Mungkin inilah alasan mengapa Zuckerberg dengan cepat terlibat dan berusaha menjaga butir 230 dengan berdiri di samping Trump. Zuckerberg menulis dalam sebuah posting Facebook bahwa meskipun ia secara pribadi tidak setuju dengan isi pesan Trump, keputusan perusahaan itu adalah bahwa kesadaran publik akan isi pesan Trump itu perlu dan karenanya tidak menghapusnya. Sebuah teori yang telah dikritik oleh banyak aktivis di media sosial.

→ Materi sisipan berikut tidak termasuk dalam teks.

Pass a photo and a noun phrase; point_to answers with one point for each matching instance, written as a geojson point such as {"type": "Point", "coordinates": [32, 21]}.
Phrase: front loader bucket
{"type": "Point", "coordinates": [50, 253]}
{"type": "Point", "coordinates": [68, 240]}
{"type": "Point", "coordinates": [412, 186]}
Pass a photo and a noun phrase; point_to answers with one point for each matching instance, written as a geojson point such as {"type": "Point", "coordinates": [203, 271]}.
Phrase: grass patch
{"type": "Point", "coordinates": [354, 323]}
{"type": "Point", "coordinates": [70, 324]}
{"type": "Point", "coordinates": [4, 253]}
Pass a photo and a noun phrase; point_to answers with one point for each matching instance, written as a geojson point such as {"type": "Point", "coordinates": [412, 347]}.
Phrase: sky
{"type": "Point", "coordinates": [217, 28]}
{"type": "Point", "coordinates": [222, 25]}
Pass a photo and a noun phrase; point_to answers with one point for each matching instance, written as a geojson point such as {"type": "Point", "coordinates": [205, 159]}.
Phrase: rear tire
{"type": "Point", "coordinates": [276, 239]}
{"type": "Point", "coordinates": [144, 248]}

Mereka mengisyaratkan contoh terakhir yang terjadi pasca kerusuhan di Amerika menyusul terbunuhnya George Floyd, warga kulit hitam di tangan polisi kulit putih negara ini. Presiden Amerika di akun Twitternya mengancam demonstran dengan tindakan tegas dan menulis, jawaban api dengan api. Sebuah komentar yang merupakan contoh jelas dari hasutan untuk melakukan kekerasan dan menunjukkan bahwa itu berkisar pada tumit yang sama. Trump tidak memiliki pemahaman atas aturan kehidupan di antara manusia dan berulang kali melalui ucapan rasis dan anti kemanusiaan, telah membuktikan hal ini.